Table 1. Summary of the number of statements of best practice elicited, broken down by modeling stage, perceived importance, and extent of agreement among the participantsThumbnail image of

Background

The search for improvement is not new—neither is the one for best practices. According to Nattermann (2000), best-practices research can be one of the most effective tools for improvement in organizations. However, “the process of identifying and transferring [best] practices is trickier and more time consuming than most people imagine” (O'dell and Grayson, 1998, p. 155). More than a century ago, Frederick Taylor (1911) sought empirical foundations for best practices in organizations. Thus began the legitimate search for best practices as mechanisms for organizational improvement.

In this investigation, following the approach used by Martinez-Moyano (2005), best practices are identified as likely precursors to rules and principles of practice in the quest for improvement. Practices identified as “best” and considered relevant for action have rule-like characteristics capable of influencing action. Rules, by being interpreted and implemented, motivate and delimit action. Action, in turn, influences the creation of results that, through adaptation, shape goal setting. Formalization and operationalization of goals effectively determine new rules and changes in existing rules—resulting in an evolutionary cycle of rule development and change (see Figure 1).2

Figure 1.

Basic feedback mechanisms of rule change

Bardach (1994) defines the goal of best-practices research as akin to widening the range of solutions to organizational problems—implying that implementing best practices can become the solution to problems in organizations. Overman and Boyd (1994) categorize best-practices research as a version of the method of inductive practice-to-principles research and define it as “the selective observation of a set of exemplars across different contexts in order to derive more generalizable principles and theories” (p. 69). They hold that best-practices research should be pragmatic, practice driven, innovative and entrepreneurial, positive and prescriptive, and commercial and user friendly.

Following extensive examples of best-practices research in organizations (Bogan and English, 1994; Boxwell, 1994; Cook, 1995; Andersen and Pettersen, 1996; Codling, 1998; Reider, 2000), researchers have linked the concepts of best practices and benchmarking to how outstanding companies evolve over time (Collins and Porras, 1994; American Productivity and Quality Center, 1997; Fitz-enz, 1997). In the government context, best-practices research is exemplified by Keehley et al. (1997), Holzer and Callahan (1998) and the United States General Accounting Office (1995), among several. Furthermore, academicians have worked to clarify the best way to identify best practice and benchmarking procedures (see Zairi, 1996; Geva-May and Wildavsky, 1997).

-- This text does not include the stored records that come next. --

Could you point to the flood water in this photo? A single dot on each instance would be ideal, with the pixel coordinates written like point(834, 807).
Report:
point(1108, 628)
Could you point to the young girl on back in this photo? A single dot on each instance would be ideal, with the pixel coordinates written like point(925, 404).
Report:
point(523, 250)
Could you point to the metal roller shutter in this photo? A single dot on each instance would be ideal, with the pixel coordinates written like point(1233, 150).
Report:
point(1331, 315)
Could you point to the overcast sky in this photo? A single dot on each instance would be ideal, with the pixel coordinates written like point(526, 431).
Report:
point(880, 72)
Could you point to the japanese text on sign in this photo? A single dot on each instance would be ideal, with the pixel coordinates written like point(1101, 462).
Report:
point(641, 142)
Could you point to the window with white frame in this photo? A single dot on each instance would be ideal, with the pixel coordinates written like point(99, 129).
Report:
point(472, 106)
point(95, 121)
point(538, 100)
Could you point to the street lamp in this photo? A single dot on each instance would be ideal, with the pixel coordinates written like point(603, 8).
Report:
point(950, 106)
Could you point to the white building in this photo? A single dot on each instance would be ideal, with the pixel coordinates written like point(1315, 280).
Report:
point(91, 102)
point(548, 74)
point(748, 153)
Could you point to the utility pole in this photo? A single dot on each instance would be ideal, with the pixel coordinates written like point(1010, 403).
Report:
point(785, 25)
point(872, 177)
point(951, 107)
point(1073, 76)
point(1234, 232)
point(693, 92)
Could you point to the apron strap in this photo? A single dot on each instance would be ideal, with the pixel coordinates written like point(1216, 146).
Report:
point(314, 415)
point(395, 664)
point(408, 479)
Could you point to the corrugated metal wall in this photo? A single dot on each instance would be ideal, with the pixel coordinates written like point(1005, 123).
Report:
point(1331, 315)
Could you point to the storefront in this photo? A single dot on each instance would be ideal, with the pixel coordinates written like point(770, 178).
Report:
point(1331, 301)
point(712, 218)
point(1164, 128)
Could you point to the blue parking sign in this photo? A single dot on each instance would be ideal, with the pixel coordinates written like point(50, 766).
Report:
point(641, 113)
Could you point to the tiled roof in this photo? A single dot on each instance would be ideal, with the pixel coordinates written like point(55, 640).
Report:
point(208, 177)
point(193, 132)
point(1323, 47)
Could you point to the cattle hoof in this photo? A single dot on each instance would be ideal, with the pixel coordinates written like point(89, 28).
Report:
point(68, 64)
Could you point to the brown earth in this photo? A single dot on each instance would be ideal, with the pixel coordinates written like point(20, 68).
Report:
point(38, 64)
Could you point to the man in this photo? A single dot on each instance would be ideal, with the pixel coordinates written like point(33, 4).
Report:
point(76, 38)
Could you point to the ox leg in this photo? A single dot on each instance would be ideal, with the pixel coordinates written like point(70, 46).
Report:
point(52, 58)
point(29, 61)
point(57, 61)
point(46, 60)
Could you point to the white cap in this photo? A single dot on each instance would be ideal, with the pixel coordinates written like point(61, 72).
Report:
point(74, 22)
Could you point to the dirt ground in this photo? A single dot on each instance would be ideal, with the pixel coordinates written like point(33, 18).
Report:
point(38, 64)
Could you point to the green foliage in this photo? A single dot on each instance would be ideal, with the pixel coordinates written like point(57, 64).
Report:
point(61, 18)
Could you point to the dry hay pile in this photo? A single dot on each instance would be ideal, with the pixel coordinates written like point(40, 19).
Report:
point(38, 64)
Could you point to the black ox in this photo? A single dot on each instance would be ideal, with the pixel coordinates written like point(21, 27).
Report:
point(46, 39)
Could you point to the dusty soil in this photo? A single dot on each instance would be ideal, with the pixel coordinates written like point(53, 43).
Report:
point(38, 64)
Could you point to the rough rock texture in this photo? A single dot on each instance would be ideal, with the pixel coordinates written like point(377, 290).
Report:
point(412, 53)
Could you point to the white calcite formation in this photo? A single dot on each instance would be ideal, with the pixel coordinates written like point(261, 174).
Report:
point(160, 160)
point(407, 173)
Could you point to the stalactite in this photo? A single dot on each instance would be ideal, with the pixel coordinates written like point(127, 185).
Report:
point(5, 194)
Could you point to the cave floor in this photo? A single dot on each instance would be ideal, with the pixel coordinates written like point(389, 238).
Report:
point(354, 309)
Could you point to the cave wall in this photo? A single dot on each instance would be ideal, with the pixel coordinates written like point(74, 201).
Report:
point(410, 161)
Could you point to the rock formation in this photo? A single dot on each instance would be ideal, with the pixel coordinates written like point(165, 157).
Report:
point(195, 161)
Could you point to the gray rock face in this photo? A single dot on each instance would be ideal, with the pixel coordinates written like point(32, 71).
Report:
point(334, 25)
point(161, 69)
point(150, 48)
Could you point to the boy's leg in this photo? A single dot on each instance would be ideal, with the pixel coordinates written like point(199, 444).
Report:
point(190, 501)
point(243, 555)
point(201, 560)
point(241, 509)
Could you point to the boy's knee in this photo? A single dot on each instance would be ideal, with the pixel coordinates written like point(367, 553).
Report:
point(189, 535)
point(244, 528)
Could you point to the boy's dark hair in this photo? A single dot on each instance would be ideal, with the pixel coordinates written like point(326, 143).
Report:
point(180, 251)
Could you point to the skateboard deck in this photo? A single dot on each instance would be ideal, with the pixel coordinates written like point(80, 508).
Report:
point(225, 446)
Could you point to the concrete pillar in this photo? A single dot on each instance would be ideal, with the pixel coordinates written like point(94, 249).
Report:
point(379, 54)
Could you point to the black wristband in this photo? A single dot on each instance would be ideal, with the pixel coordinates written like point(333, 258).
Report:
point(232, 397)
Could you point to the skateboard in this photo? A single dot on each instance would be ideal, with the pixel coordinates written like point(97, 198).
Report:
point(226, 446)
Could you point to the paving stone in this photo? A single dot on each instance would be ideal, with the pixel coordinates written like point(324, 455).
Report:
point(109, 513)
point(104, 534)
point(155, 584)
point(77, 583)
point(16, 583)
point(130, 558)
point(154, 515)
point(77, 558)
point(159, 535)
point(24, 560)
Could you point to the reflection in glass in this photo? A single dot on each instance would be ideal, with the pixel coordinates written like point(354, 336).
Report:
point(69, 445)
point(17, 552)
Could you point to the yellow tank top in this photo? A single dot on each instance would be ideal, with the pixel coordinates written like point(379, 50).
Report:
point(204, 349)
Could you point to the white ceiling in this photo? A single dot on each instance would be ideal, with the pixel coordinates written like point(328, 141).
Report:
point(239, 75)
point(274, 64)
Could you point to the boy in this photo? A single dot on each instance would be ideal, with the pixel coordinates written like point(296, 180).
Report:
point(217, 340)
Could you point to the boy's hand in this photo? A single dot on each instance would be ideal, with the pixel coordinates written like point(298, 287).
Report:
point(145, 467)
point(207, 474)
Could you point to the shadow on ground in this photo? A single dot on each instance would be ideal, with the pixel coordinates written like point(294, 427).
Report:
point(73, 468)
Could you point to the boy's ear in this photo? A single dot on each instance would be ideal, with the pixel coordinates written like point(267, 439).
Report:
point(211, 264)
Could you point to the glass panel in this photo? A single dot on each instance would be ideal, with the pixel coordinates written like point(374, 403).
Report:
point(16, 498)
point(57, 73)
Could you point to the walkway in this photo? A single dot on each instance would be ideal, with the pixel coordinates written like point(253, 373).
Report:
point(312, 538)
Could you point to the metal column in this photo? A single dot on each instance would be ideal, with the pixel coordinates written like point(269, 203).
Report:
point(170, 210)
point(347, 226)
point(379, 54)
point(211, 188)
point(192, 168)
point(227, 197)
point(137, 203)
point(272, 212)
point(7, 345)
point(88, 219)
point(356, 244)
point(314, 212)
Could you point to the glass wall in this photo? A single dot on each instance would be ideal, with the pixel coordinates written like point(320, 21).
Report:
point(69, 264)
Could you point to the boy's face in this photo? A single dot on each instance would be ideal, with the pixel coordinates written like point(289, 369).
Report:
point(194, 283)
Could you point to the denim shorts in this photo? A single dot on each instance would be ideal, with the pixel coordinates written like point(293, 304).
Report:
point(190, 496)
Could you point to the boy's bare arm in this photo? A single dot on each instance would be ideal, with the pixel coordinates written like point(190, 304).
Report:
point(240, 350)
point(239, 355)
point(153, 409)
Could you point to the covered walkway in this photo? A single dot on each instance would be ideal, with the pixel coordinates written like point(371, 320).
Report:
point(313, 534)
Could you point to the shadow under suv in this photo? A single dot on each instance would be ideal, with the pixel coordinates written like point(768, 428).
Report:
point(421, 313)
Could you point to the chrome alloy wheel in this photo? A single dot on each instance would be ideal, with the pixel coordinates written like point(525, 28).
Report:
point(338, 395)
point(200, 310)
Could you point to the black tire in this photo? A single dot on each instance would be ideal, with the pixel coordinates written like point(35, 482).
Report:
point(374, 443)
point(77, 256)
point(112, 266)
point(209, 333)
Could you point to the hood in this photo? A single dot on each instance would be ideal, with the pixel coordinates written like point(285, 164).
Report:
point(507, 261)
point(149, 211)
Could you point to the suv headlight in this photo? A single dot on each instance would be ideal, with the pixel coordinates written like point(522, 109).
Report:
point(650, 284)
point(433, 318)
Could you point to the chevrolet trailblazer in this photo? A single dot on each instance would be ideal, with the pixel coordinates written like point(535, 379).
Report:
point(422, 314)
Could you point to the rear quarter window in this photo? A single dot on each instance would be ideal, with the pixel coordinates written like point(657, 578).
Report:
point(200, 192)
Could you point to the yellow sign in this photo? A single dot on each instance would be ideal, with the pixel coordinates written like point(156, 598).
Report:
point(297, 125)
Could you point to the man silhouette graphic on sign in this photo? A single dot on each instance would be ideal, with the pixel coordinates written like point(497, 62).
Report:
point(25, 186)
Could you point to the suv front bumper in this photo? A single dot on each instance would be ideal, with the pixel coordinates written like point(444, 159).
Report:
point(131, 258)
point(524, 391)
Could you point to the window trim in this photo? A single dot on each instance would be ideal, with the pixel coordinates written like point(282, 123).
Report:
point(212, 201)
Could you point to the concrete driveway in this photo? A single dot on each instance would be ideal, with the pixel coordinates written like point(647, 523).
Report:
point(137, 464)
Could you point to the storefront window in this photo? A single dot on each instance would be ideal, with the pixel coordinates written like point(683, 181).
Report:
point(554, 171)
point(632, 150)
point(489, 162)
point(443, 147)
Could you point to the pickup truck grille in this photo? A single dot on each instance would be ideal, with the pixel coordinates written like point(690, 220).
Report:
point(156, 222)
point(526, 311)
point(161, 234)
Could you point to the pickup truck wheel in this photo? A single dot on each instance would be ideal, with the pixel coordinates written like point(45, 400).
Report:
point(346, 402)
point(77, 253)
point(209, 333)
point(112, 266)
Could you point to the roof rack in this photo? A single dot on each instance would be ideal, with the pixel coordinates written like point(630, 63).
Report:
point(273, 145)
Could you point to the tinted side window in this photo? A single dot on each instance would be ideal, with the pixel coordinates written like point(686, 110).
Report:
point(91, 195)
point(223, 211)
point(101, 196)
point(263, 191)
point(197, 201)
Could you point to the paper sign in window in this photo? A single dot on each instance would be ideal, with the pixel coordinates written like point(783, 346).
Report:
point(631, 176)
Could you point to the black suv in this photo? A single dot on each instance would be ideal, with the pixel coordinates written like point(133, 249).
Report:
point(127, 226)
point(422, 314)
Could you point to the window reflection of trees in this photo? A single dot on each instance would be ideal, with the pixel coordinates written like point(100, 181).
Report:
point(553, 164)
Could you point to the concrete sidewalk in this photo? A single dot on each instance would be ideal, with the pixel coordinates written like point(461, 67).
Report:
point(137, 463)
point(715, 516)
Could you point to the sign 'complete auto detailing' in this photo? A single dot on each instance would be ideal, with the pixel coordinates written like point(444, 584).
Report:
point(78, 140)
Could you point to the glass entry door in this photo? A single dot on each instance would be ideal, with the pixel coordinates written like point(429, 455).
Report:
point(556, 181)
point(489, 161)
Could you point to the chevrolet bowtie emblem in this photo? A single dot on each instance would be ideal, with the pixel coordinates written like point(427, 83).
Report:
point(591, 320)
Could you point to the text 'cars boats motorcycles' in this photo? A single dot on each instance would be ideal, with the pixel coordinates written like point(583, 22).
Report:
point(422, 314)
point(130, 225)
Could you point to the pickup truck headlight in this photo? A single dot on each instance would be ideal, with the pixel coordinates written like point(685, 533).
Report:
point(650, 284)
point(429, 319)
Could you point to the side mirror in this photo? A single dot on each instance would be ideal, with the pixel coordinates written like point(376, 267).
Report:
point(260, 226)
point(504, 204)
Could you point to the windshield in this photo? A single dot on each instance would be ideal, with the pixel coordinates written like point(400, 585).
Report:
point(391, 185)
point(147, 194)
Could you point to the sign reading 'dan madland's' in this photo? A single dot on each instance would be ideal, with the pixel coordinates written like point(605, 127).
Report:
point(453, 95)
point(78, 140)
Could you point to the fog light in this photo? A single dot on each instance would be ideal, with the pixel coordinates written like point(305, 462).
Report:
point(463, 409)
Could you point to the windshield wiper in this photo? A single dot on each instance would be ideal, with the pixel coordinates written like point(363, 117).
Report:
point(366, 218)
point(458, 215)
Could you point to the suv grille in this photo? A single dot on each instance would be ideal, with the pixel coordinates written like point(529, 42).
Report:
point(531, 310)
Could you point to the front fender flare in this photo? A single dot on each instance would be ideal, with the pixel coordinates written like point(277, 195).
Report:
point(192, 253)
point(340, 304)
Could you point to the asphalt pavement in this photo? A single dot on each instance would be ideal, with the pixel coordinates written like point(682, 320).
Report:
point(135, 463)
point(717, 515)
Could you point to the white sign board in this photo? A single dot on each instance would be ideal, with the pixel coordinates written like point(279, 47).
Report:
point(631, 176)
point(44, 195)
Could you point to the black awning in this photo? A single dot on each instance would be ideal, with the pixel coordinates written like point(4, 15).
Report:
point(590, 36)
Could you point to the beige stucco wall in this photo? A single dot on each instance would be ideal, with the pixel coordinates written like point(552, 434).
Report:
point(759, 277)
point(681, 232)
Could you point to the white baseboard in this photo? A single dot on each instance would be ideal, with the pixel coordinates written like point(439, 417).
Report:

Sources for identifying best practices include literature reviews, industry trends, dedicated best-practice centers, Internet resources, networking, organized benchmarking activities and site visits, cooperative agreements, and the advice of experts (United States General Accounting Office, 1995; Hughes, 1996; Jarrar and Zairi, 2000; Dattakumar and Jagadeesh, 2003; Kyro, 2003; Menzies et al., 2006; Demortain, 2008).

Identifying and clarifying best practices can be challenging, and the implementation of those practices can be overwhelming (Pressman and Wildavsky, 1984). Szulanski (1996), in his investigation on how companies can make use of best practices, documents the impediments that individuals and organizations face in identifying and implementing best practices. Pfeffer and Sutton (2000) identified several barriers to implementing best practices in productivity improvement, including the powerful knowing–doing gap.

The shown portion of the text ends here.